Any analysis must point her out as a very favorite, she comes from a concentration of those before in the Sierra Nevada High Performance Center and yet...

"The goal is to compete"

"We are not in the logic of winning. Right now our objective is to compete, recover the enjoyment and see if the knee is ready. The five consecutive Europeans are no longer worth much. Carolina has trained very well in recent weeks, we are satisfied with the level, for the game, for the sensations, but the focus should not be there. If you ask me about the priority, for me it is to enjoy, enjoy and enjoy. There will be a lot of pressure around, a lot of expectations and it is not a good time to manage all that".

Angel NavarreteWORLD

Marín plays at home, even more so than four years ago when she won the Huelva European Championship, since she has lived in Madrid since she was a child and there will be no one who does not look at her.

What's more, these days she will leave her apartment in the city to settle in a hotel, because she wants to compete as if she were in any other city.

The knee injury, assures Rivas, will not condition her badminton, but the pressure could.

In any case, whatever happens, the European will only be a station on the way to the World Cup this August, precisely in Tokyo, and especially to the 2024 Paris Games. He will be 31 years old and he does not care: without another Olympic gold he will not going to withdraw

Although the knee sounds and, at times, bothers.

Although the memories of those tears, of that dramatic video call with Fernando Rivas, of those weeks without a racket, remain in the memory.

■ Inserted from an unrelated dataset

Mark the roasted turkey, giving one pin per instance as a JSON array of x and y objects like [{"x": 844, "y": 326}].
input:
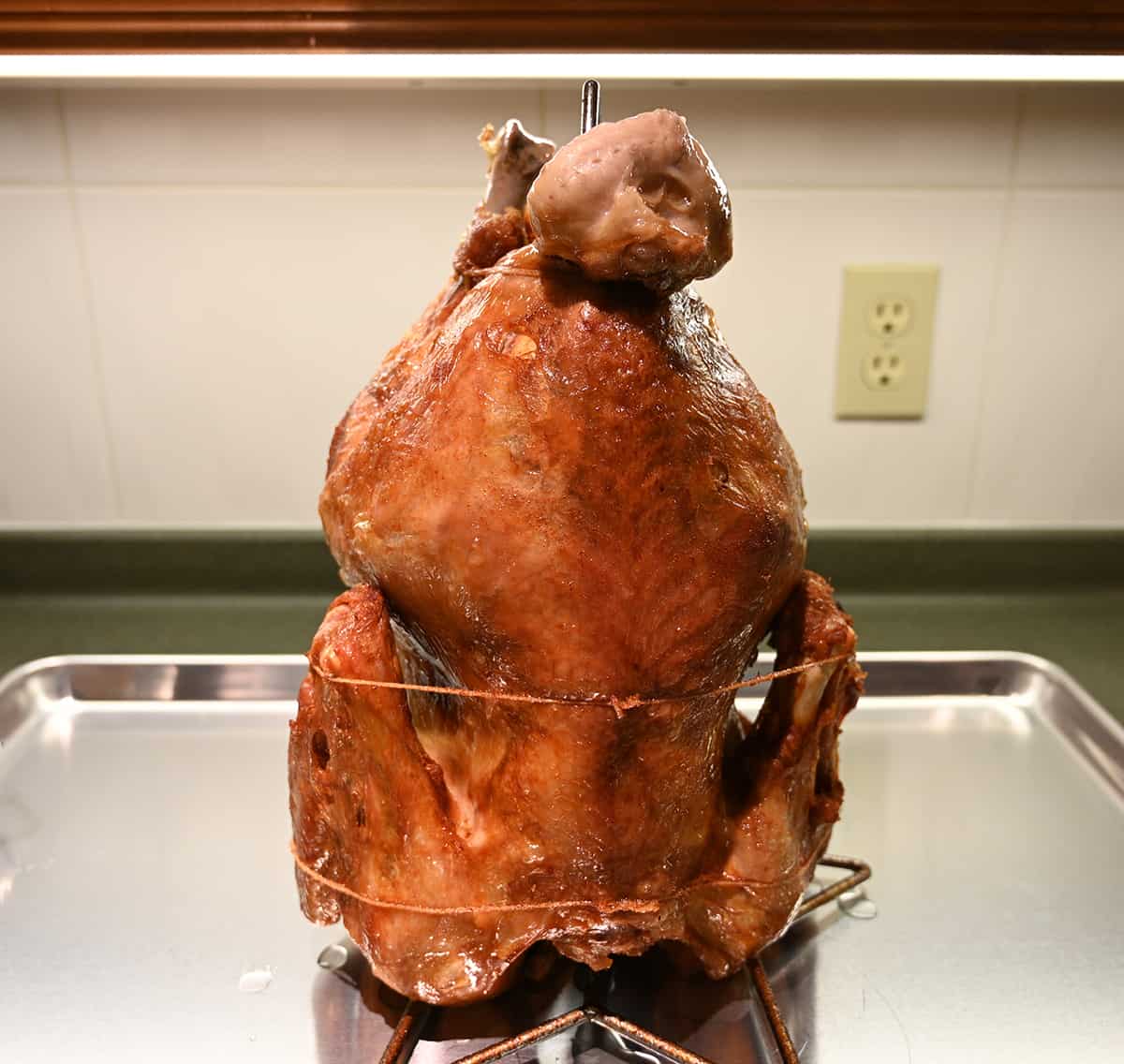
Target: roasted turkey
[{"x": 565, "y": 499}]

European badminton, still far from its level


Without her serious injury last year, Carolina Marín would appear at the Gallur Sports Center in Madrid practically as champion before the start of the European Championship.

Badminton on the continent, despite the efforts of countries like Denmark, is still very far from Asian badminton, with the exception of Spain.

The second European in the world ranking is the Danish

Mia Blichfeldt

, fourteenth, and she can hardly pose a threat.

In the 2018 European final, in fact, Marín beat him in straight sets.

Another classic opponent is usually the Scottish

Kirsty Gilmour

, whom the Spanish has won in seven of her nine matches.